Chapter 16.7, Problem 23E

To determine

Determine whether there is evidence that the sequence supports the contentions that the sample was selected at random.

Answer to Problem 23E

There is sufficient evidence to conclude that the sequence supports the contentions that the sample was selected at random at 0.1 level of significance.

Explanation of Solution

The test hypothesis is given as follows:

Null hypothesis:

$H_0:$ The sequence is random.

Alternative hypothesis:

$H_1:$ The sequence is not random.

It is given that the level of significance is $\alpha =0.1$.

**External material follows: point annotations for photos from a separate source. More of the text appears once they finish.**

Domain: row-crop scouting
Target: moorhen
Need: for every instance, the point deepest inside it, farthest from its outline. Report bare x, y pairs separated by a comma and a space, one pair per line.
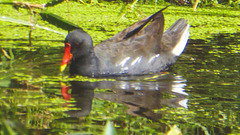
142, 48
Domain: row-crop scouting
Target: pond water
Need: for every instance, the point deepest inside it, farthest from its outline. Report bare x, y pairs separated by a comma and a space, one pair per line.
200, 95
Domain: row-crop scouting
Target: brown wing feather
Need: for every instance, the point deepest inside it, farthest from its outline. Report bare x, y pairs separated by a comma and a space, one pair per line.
145, 41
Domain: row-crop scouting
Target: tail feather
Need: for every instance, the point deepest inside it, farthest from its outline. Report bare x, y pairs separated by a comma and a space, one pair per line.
176, 37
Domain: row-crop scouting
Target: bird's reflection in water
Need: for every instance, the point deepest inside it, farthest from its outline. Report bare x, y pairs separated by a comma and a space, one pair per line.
141, 97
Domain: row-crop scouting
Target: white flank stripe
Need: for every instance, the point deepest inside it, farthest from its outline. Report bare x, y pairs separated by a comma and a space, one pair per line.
124, 61
182, 43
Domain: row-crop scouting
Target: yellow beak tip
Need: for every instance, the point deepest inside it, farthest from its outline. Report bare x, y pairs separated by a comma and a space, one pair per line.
62, 68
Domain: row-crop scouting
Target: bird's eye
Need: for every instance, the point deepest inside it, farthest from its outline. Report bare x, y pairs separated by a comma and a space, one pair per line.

For the run test, the test statistic will be based on the random variable V (the total number of runs).

In Table A.18, $P\left(V\le v*\text{ when }{H}_0\text{ is true}\right)$, where $v*=2,3,\mathrm{...20}$ (number of runs) and the values of $n_1\text{ and }{n}_2$ should be less than or equal to 10.

Computation of the test statistic:

$\underset{}{\underbrace{N,N,N,N}},\underset{}{\underbrace{Y,Y}},\underset{}{\underbrace{N}},\underset{}{\underbrace{Y,Y}},\underset{}{\underbrace{N}},\underset{}{\underbrace{Y}},\underset{}{\underbrace{N,N,N,N}}$

Here, the number of runs is, $v=7$.

The number of “yes” responses is $n_1=5$.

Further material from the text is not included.